もう帰るのかな?仲間との対局は終わったのだろうか。千歳さんとか他の人たちともうちょっと対局してたかったな。と思いつつ千歳さんに声をかける。

「すみません。私そろそろ帰ります」
「もう帰ると?…あと一回ぐらい対局したかったばい」
「すみません…」
「まぁ、しかたな………あ!」
「?」
「ネット!ネットで対局せんね?」
「ネット?」

首をかしげる私に、ネットで対局出来るサイトがあること・遠くにいる知り合い同士でもネットを通じて対局出来ること等を簡単に説明してくれた。
そんなすばらしいシステムがあるとは…!ネットってすごい!なんで今まで知らなかったんだろう…。
ネットの凄さに軽く感動しながら、千歳さんとアドレスの交換をして対局サイトを教えてもらう約束をした。

「対局楽しみしてます」
「うん。
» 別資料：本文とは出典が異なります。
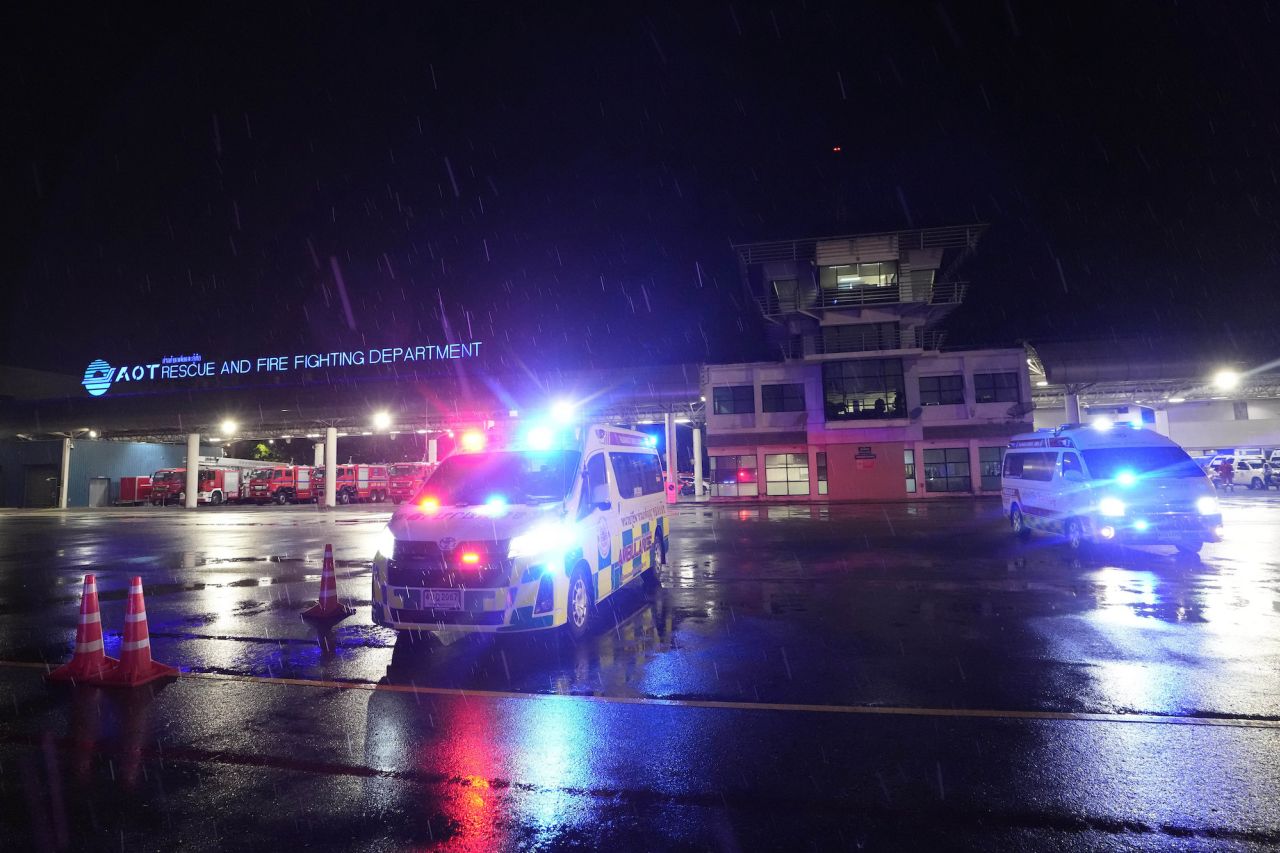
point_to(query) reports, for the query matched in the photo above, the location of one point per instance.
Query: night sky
(566, 186)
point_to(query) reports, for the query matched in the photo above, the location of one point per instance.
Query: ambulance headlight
(1208, 505)
(1111, 507)
(385, 543)
(545, 538)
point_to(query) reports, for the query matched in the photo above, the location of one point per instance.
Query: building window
(860, 337)
(734, 400)
(990, 460)
(734, 477)
(789, 397)
(853, 277)
(946, 469)
(941, 391)
(995, 387)
(786, 473)
(862, 389)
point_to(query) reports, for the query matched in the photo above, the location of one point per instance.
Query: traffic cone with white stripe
(136, 666)
(90, 660)
(328, 609)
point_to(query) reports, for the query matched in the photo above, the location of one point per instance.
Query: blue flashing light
(540, 438)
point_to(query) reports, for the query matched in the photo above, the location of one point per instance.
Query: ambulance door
(597, 520)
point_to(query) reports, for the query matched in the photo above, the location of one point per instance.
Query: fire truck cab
(407, 478)
(168, 484)
(355, 483)
(282, 484)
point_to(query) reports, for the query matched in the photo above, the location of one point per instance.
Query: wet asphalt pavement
(877, 676)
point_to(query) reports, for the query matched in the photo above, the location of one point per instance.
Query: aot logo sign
(100, 375)
(97, 378)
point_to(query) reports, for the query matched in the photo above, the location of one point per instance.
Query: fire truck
(355, 483)
(168, 484)
(407, 478)
(282, 483)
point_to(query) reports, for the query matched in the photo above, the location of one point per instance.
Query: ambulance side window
(1072, 463)
(595, 478)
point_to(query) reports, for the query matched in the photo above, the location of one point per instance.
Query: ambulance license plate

また連絡するけんね。…ほんなら、気ぃつけて帰んなっせ」
「はい。今日はありがとうございました。千歳さんも部活頑張って下さいね」

広間のドアまで見送ってくれた千歳さんに手を振り別れる。
あー、今日は楽しかった。将棋三昧の一日だったな。将棋仲間が増えたのも嬉しいし、すばらしい一日だった。とホクホクした気分で、祖父が待つ場所まで駆け足で急いだ。